Dwindling research funding in the U.S.

Today's New York Times has an article by John Markoff titled 'Pentagon Redirects Its Research Dollars'. The lead paragraph:
The Defense Advanced Research Projects Agency at the Pentagon - which has long underwritten open-ended "blue sky" research by the nation's best computer scientists - is sharply cutting such spending at universities, researchers say, in favor of financing more classified work and narrowly defined projects that promise a more immediate payoff.
Others have already commented on this article: it is interesting to read it in conjunction with the latest David Patterson letter in CACM. One of the most fascinating tables in this letter is a chart outlining the evolution (in terms of money, and where the research was done) of many of the most important technologies available today. Technology transfer is a rather overused buzzword, but this chart really shows how technology moves between academia and industrial research labs (in both directions), and then to commercial settings. If ever one wanted proof of the value of academic "blue-sky" research, this is it.



As always, there are a number of related trends:
  • In a previous letter, David Patterson lamented the increasing submission loads to various conferences. If you look at the chart of NSF funding requests and acceptances over the past few years, it looks strikingly similar.
  • Research is becoming more conservative; again, David Patterson in his two letters cites the lack of 'out-there' conference papers as well as the 'chilling effect' of funding on truly innovative grant proposals.
It is not hard to see why these are related: in a highly competitive conference (and funding) acceptance scenario, papers are not accepted; they are merely 'not rejected'. In other words, we find reasons to eliminate papers rather than accept them. What this means that is you have to have a cast-iron presentation of a paper/grant; anything that can get shot down, will. Thus, more outlandish and innovative proposals die.

Being conservative about accepting 'out-there' papers is not necessarily a bad thing; however, I'd argue that one cannot afford to be conservative about funding new ideas: to use a rather abhorrent analogy, funding is like the VC seed capital for a company, and conference/journal peer review is like the market place; if you cut off the source of innovation, there is no fuel for good ideas to emerge.

One has to ask though: How much is ACM itself responsible for this state of affairs ? I have read more interesting articles in CACM in the past three months than I had in the prior 7 years, and I am truly grateful that David Patterson is raising issues that are familiar to all of us in research. However, the ACM, over the past many years, has morphed from one of the truly representative computer science organizations (many foundational research results were published in CACM in days gone by), to an IT trade organization. The ACM does not speak to me anymore, at a time when an active lobbying group for basic computer science research has never been more important.

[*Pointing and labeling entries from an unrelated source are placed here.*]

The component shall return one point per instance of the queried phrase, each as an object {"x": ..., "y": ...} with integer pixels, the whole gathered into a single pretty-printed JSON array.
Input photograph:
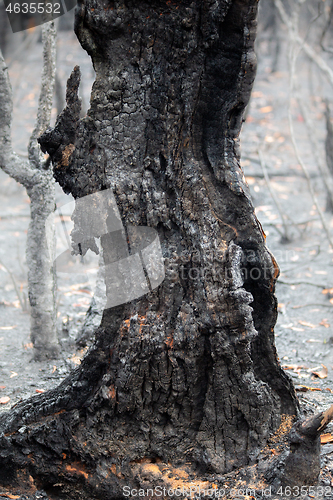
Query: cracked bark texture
[{"x": 188, "y": 374}]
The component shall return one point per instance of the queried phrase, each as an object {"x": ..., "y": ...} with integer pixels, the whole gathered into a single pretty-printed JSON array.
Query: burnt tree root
[{"x": 299, "y": 463}]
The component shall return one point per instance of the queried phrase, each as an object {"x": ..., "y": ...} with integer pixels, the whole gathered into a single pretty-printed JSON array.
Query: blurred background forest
[{"x": 287, "y": 159}]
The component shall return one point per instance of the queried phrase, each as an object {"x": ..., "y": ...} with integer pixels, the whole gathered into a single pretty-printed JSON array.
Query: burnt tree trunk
[{"x": 188, "y": 373}]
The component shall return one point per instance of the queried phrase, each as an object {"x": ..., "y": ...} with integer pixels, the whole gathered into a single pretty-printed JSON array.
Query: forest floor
[{"x": 304, "y": 330}]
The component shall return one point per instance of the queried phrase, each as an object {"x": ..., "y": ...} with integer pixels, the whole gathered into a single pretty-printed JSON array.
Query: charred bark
[
  {"x": 39, "y": 183},
  {"x": 188, "y": 374}
]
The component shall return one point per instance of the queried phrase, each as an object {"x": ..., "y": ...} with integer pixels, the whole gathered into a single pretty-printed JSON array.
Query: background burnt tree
[
  {"x": 188, "y": 373},
  {"x": 36, "y": 176}
]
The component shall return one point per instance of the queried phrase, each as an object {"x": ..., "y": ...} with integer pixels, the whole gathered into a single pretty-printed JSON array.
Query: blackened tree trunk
[
  {"x": 188, "y": 374},
  {"x": 38, "y": 180}
]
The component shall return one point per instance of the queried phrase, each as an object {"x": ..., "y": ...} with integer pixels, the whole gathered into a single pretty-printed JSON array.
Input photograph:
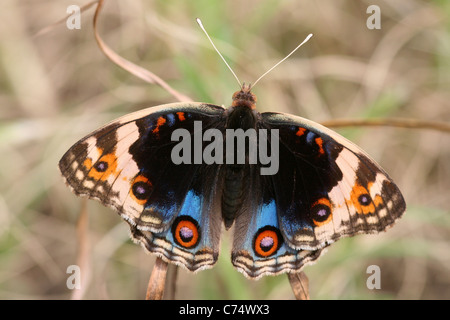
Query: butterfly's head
[{"x": 244, "y": 97}]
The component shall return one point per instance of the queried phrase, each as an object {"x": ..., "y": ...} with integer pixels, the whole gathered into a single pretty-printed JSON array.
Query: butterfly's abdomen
[
  {"x": 236, "y": 174},
  {"x": 233, "y": 193}
]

Part of this, for better or for worse, has been the explosion in the IT industry over the last ten years. With the kind of money pouring into the IT world, it probably made sense to cater to the needs of IT professionals. However, companies are fickle creatures; one of the main problems we face right now is the lack of industrial funding for basic research, something that used to be a big part of the computer science landscape.

Let's be clear here: DARPA is right that if they are
devoting more attention to "quick reaction" projects that draw on the fruits of earlier science and technology to produce useful prototypes as soon as possible.
then they don't need to fund university research (and in fact academic researchers wouldn't want to work on these problems). Their mistake of course is not seeing the value of long-term fundamental research even now, but you have to ask: when the flagship magazine of the most well known computer science organization cannot be distinguished from a random trade magazine, who's to tell the difference between academic research and corporate software efforts ?

Hat tip to Chandra Chekuri for pointing out the above articles.